We found that discriminative capacity was moderate among men for minimum joint space in relation to pain and impaired function (AUCs: 0.60–0.62) but weaker for osteophyte. In agreement with these findings, knee pain was more strongly associated with minimum joint space than osteophyte in an analysis of 1001 Japanese participants from the Research on Osteoarthritis Against Disability (ROAD) study which also used the KOACAD system: minimum joint space was associated with knee pain after adjustment for potential confounders but associations regarding osteophyte were not statistically significant [19]. However, an analysis of 2039 participants from the same cohort reported that minimum joint space was significantly associated with WOMAC pain, and osteophyte was significantly associated with impaired WOMAC function after adjustment for age and BMI [36]. Moreover, a longitudinal study comprising 1525 ROAD participants found that among men, osteophyte area was an independent predictor of WOMAC pain and impaired function at the 3-year follow-up but minimum joint space was not; among women, minimum joint space was an independent predictor of these outcomes but osteophyte area was not [37]. These differences in findings could be due to differences in adjustments used, whether studies were longitudinal or cross-sectional, or the fact that some studies analysed knees as individual units whereas others regarded the knee with the lowest minimum joint space as the designated knee for each participant.

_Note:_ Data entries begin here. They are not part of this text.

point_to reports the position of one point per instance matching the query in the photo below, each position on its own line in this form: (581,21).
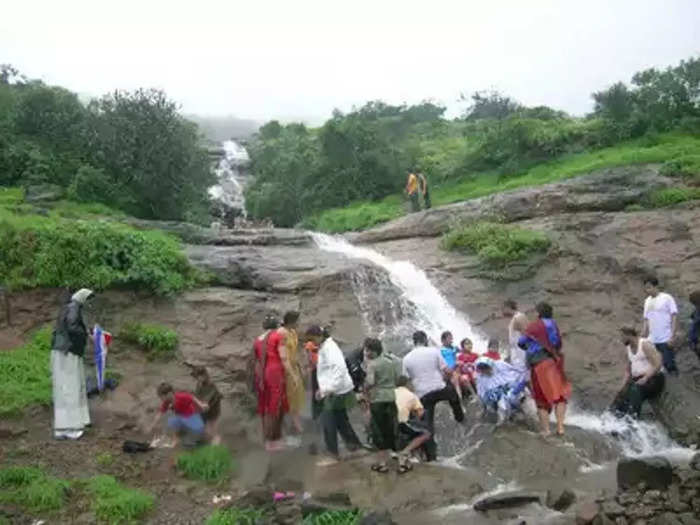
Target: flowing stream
(228,192)
(424,307)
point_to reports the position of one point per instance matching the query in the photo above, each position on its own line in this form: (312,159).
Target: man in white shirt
(660,322)
(426,368)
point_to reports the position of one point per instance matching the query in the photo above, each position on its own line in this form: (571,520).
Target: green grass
(675,149)
(333,517)
(235,516)
(495,244)
(113,503)
(25,373)
(211,463)
(40,251)
(671,196)
(31,489)
(156,340)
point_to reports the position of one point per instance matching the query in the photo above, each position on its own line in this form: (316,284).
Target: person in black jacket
(70,406)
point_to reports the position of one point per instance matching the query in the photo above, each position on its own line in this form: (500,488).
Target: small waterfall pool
(424,307)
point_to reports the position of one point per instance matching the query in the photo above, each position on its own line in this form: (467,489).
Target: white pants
(70,406)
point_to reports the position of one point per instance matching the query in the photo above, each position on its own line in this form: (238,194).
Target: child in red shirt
(186,412)
(492,350)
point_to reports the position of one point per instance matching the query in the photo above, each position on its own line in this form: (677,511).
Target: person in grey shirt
(426,368)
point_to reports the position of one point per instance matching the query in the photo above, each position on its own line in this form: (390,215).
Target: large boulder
(654,472)
(610,189)
(506,500)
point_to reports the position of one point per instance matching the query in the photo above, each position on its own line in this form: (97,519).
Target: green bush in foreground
(115,503)
(210,463)
(49,251)
(671,196)
(31,489)
(234,516)
(26,375)
(158,341)
(495,244)
(334,517)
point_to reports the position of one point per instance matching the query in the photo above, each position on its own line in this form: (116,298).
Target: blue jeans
(668,357)
(193,424)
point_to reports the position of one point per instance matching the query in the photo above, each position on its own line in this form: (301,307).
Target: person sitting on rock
(643,377)
(206,391)
(186,408)
(694,331)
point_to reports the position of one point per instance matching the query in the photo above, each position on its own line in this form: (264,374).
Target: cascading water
(424,307)
(228,192)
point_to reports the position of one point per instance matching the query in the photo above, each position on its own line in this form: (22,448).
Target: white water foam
(229,190)
(435,314)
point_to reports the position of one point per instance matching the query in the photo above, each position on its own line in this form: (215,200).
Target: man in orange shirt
(412,191)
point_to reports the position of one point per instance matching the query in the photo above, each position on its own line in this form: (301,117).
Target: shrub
(39,251)
(495,244)
(31,489)
(114,503)
(209,463)
(671,196)
(333,517)
(26,374)
(234,516)
(158,341)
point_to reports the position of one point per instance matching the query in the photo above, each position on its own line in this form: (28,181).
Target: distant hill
(222,128)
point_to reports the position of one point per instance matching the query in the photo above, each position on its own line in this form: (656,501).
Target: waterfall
(227,194)
(424,307)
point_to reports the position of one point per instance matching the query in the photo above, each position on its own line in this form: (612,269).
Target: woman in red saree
(270,383)
(550,388)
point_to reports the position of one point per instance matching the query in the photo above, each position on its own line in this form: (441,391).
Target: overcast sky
(290,59)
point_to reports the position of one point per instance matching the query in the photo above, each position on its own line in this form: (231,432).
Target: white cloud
(266,59)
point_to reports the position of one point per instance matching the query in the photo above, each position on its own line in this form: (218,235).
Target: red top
(183,405)
(466,364)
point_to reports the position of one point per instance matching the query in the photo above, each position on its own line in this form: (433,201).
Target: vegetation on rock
(158,341)
(129,150)
(495,244)
(210,463)
(346,174)
(31,489)
(113,503)
(53,251)
(26,375)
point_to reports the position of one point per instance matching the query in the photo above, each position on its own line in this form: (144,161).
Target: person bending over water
(426,369)
(501,387)
(643,378)
(550,387)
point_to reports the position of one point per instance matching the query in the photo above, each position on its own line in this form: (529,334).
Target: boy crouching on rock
(207,392)
(186,408)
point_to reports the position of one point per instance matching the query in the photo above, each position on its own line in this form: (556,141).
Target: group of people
(398,395)
(417,186)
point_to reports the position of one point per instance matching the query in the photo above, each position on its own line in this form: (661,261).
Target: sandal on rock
(405,467)
(380,467)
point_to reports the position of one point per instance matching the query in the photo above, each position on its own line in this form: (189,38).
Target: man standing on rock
(426,368)
(516,326)
(660,320)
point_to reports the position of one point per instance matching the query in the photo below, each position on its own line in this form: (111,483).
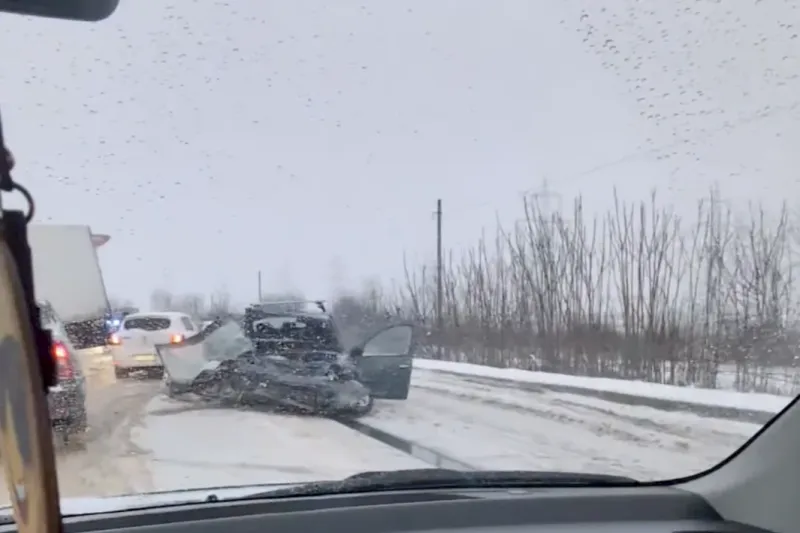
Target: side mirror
(356,351)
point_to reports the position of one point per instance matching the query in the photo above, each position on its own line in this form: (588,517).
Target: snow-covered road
(141,441)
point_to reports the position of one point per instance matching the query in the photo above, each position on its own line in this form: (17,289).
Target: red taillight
(63,362)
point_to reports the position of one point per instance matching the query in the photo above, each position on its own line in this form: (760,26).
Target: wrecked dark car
(290,361)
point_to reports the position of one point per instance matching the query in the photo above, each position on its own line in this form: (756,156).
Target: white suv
(133,344)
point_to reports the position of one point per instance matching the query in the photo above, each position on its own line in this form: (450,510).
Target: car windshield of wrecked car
(310,331)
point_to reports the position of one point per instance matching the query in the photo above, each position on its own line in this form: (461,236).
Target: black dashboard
(535,510)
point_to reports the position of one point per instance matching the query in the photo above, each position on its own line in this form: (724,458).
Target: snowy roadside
(494,427)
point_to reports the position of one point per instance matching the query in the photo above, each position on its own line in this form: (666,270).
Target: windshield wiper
(442,478)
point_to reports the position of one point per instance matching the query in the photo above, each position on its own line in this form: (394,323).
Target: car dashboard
(589,510)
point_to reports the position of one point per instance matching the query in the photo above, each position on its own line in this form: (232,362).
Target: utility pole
(439,268)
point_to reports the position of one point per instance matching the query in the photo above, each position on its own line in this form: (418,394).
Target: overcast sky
(311,139)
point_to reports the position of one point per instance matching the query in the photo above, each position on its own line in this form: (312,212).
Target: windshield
(148,323)
(530,235)
(296,331)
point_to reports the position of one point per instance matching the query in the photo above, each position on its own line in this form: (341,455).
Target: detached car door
(384,361)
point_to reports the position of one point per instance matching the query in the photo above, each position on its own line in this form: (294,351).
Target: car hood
(80,506)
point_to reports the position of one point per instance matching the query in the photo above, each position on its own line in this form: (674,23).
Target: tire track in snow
(636,423)
(492,426)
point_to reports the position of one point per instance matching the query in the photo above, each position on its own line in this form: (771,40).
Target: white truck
(67,275)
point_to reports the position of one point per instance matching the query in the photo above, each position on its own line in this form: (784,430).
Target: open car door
(385,359)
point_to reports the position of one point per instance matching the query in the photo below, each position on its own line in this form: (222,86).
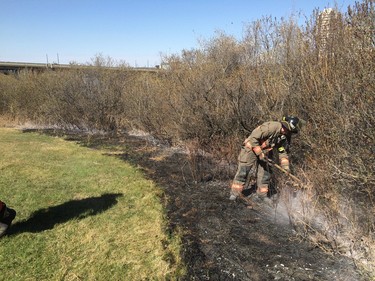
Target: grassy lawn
(81,215)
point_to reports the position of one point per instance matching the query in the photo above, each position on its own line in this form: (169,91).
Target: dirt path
(227,240)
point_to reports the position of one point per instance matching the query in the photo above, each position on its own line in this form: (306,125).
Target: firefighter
(7,215)
(270,136)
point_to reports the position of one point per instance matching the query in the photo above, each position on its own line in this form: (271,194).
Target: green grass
(81,215)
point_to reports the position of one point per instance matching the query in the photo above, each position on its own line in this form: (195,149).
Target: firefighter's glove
(262,157)
(286,168)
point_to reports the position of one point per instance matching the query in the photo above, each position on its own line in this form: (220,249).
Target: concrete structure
(16,67)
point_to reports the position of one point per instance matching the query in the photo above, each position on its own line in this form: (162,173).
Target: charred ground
(226,240)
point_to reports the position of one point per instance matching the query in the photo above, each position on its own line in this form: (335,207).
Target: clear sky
(134,31)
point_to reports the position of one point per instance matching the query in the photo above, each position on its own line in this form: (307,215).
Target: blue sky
(134,31)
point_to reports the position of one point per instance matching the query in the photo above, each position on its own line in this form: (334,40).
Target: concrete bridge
(16,67)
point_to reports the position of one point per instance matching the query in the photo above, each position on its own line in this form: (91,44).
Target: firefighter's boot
(235,191)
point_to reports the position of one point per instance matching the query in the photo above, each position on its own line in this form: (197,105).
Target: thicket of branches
(213,96)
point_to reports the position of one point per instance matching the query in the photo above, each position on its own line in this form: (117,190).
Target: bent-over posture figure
(269,136)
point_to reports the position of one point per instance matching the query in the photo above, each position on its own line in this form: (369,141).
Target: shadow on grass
(47,218)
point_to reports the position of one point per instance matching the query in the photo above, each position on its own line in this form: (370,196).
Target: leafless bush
(213,96)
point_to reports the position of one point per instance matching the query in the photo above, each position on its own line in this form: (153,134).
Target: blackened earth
(226,240)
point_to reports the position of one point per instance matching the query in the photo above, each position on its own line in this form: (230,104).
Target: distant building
(329,23)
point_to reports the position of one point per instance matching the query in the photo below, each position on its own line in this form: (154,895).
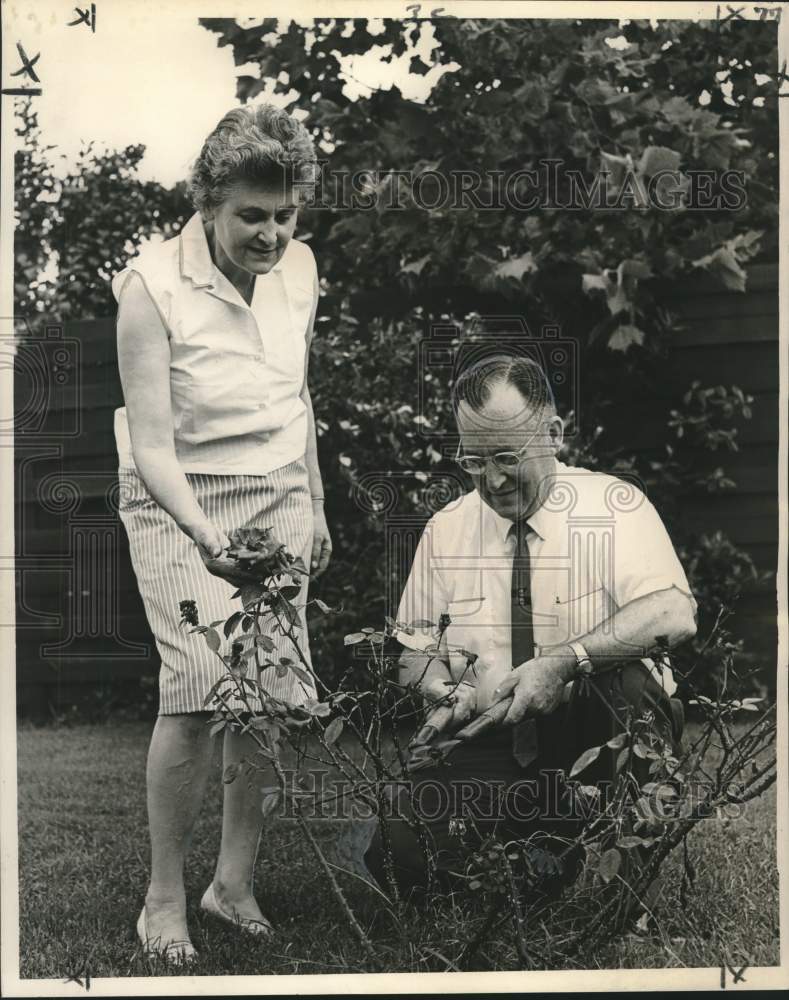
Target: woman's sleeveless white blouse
(236,371)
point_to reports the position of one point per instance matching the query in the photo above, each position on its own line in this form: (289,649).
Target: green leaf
(301,673)
(586,758)
(610,863)
(626,843)
(251,593)
(656,159)
(214,688)
(723,265)
(333,730)
(232,622)
(516,267)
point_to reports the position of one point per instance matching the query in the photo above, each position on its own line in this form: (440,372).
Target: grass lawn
(83,853)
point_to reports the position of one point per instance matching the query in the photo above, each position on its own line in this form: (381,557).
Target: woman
(214,330)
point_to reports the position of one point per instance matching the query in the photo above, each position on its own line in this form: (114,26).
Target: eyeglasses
(504,461)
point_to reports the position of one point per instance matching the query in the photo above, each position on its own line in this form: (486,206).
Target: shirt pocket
(211,410)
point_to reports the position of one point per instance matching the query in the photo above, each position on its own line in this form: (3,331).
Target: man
(548,574)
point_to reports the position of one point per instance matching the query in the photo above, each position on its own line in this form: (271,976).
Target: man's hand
(455,702)
(536,686)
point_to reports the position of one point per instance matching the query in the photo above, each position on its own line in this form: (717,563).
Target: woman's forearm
(311,454)
(169,487)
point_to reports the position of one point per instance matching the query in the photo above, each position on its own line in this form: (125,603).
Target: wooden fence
(80,620)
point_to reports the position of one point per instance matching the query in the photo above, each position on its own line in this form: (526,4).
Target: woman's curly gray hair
(253,143)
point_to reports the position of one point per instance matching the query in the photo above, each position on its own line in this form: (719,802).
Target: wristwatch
(584,665)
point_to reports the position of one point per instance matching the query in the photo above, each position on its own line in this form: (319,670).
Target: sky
(149,74)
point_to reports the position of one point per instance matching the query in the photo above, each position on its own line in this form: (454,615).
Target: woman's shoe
(209,903)
(175,953)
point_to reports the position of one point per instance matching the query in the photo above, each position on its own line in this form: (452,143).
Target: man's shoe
(209,903)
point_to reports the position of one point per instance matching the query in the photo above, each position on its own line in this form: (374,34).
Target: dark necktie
(524,734)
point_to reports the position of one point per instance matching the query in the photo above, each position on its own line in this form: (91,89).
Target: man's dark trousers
(482,784)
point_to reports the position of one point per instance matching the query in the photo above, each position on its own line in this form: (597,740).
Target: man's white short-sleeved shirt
(596,544)
(236,370)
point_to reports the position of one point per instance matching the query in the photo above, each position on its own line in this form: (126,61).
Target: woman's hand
(211,541)
(212,544)
(321,541)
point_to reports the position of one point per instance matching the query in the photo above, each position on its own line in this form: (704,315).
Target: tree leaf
(212,640)
(232,622)
(301,673)
(626,843)
(516,267)
(655,159)
(586,758)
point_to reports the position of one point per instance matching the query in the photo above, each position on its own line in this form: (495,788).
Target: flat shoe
(175,953)
(209,903)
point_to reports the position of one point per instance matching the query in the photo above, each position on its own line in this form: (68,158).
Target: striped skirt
(169,569)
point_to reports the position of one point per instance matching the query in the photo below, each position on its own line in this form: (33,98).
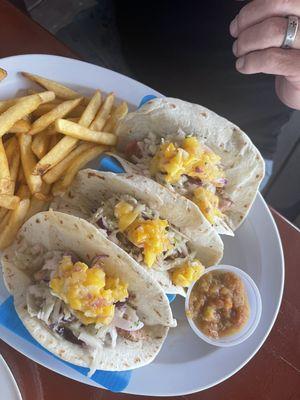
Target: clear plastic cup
(255,306)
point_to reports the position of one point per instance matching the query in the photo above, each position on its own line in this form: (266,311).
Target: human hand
(260,29)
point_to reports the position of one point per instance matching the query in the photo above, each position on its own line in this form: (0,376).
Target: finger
(266,34)
(271,61)
(288,92)
(258,10)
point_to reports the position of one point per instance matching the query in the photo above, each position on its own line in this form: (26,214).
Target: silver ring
(291,32)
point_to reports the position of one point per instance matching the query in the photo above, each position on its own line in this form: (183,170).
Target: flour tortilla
(90,187)
(58,231)
(243,164)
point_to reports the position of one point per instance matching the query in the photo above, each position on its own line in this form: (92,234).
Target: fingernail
(234,28)
(240,63)
(234,48)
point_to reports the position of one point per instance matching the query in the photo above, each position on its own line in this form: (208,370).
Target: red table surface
(274,373)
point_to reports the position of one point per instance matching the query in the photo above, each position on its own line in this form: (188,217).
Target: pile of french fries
(45,139)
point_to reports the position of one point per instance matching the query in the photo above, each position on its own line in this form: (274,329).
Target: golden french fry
(91,110)
(80,132)
(9,201)
(28,160)
(21,126)
(43,197)
(80,161)
(60,90)
(22,108)
(103,113)
(61,110)
(55,155)
(3,74)
(21,177)
(23,192)
(45,193)
(44,96)
(4,220)
(36,206)
(58,170)
(5,181)
(68,143)
(51,129)
(40,144)
(13,157)
(45,108)
(14,222)
(120,112)
(3,213)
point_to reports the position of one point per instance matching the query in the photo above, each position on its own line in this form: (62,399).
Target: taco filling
(183,164)
(82,304)
(150,240)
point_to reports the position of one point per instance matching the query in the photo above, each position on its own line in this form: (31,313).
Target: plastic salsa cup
(255,309)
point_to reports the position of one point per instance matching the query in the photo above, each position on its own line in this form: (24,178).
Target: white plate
(8,385)
(185,364)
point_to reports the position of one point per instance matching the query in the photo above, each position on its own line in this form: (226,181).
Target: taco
(196,153)
(83,298)
(162,231)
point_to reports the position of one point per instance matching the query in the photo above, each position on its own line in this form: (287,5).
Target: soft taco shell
(243,164)
(58,231)
(90,186)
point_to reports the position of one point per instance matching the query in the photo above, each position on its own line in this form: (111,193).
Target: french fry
(9,201)
(28,160)
(103,113)
(90,112)
(43,109)
(54,140)
(60,111)
(3,213)
(15,220)
(40,144)
(60,90)
(79,132)
(13,157)
(120,112)
(23,192)
(51,129)
(59,169)
(36,206)
(80,161)
(5,181)
(4,220)
(45,193)
(55,155)
(21,177)
(68,143)
(19,110)
(21,126)
(46,107)
(3,74)
(44,96)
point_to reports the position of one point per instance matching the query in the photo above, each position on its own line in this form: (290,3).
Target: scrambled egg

Our study has some limitations. Firstly, a healthy participant effect is, unsurprisingly, evident in HCS [14] and sample attrition across the various follow-up waves could have resulted in further selection effects. However, the cohort has been shown to be broadly comparable with participants in the nationally representative Health Survey for England [14]. Furthermore, substantial bias would only have been introduced if associations of interest differed markedly between those who participated in comparison with those who were invited to participate but chose not to; this seems unlikely. Secondly, the sample size for this study was fairly small (n = 359). However, our main findings are biologically plausible and similar to those of previous studies. Thirdly, WOMAC scores were only available for individual participants and not for each knee; the worse value from both knees (highest K&L score and osteophyte, and lowest minimum joint space) was used in analyses. This may have led to an underestimation in the magnitude of the reported associations. Finally, machine learning was only performed with the ResNet family of architectures. However, this is a fairly stable architecture that has the advantage of skip connections between layers, which enables efficient gradient propagation during training. While there is a wide range of architectures in computer vision literature, some of which outperform ResNet in tasks considered in that field, we note that those architectures use millions of images for training and are not appropriate for our study. Furthermore, in a recent study by Matsoukas et al., comparing four different architectures on five different medical inference problems, ResNet achieved competitive performance [38]. Strengths of this study are that the HCS has been phenotyped according to strict protocols by highly-trained fieldworkers and managed by an experienced multi-disciplinary team.

In conclusion, observer-derived K&L scores had higher discriminative capacity for pain and function compared to minimum joint space and osteophyte, derived from the automatic KOACAD program. Among women, discriminative capacity was similar for observer- and ML-derived K&L scores. ML as an adjunct to expert observation in the classification of K&L scores may be beneficial due to the efficiency and objectivity of this method, though further work is required.